Before that, we usually like to send our clients a new brand style guide featuring the colors, fonts, logos, and other design elements used on the website. This way, they can ensure their marketing assets going forward match the new website for a unified brand look.
The Development Phase
Choose a Hosting Service
The first step of the development phase is to choose what hosting provider we will be using for the website. A great host should ensure your website has high uptime (meaning it won’t go down) is secure, runs fast, has a system in place for automated backups, and features reliable customer support.
For WordPress, we are happy to host client websites for our clients if they would like. But if they would prefer working straight with an external hosting service, our recommended options are Flywheel, WP Engine, and Cloudways.
For Webflow, Amazon Web Services hosting is built straight into the platform. So for Webflow projects, we use that.
Choose a CMS (WordPress or Webflow)
Once we know what hosting provider the website will live on, next we need to choose the Content Management System (CMS) that the website will be built with. A CMS is a modern way to build websites, that makes for easy management of websites and will allow it to scale with your company as it grows over time.
Our two favorite CMS are WordPress (with the Oxygen Builder) and Webflow. Both platforms are mature and full-featured. There are pros and cons of course with either one, but ultimately they can perform the same function 95% of the time.
To determine which one we use, we sit down with our clients and discuss what their needs are, and recommend a solution from there. Webflow is what we generally use (as it allows for a quick development process and allows us to add in some really cool effects) but if advanced functionality is needed then WordPress is our go-to. For an eCommerce website, we would also add Shopify to our consideration list.
The Launch / Quality Assurance Phase
Test Website for Responsiveness on all Devices and Browsers
Once the website is done being developed, we then ensure it is ready to go live by running it through an intensive quality assurance process to ensure it is pixel-perfect. To start, we pull up the website in different browsers and mobile devices to ensure it looks good no matter what operating system or device it is viewed on.

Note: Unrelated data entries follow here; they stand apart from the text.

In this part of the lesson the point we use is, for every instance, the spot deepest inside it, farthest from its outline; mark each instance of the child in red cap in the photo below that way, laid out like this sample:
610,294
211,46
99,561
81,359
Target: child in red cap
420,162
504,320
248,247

We use a tool called Responsively that speeds up this process and ensures we see every page on every screen size on every device type before going live.
Nothing looks more unprofessional than misspelled words on a website. That’s why before the website goes live, we use Grammarly to check all spelling and grammar to ensure all text is accurate.
Develop a Plan for the Migration and Launch the Website
Once we are ready to launch the website and have client approval, we plan out what the migration process will look like and notify our clients. This is usually only needed if the website platform or host is changing, or if a current website is already built on the current domain. The process for this always looks a little different.
Once that is ironed out, it’s time to flip the switch and launch the website!
Once the website is live, we want our clients to be able to make basic updates and be able to effectively manage and maintain the website (if that is something they wish to do, of course). To help, we record several tutorial videos on how to update content and make basic edits in the CMS step by step.
This way should they ever need to do something, they have personalized tutorials made just for them.
Sometimes we continue working with clients doing growth marketing work, but other times they already have a marketing team in place for that. Or, they are a small business/organization and will be managing the website themselves once the project is complete.
Either way, we do our due diligence for our clients by helping them map out the best solution for them going forward. At the conclusion of the project, we sit down with them to discuss various options to ensure the website is continually updated and properly maintained so it can be a high-performing sales tool for their website going forward.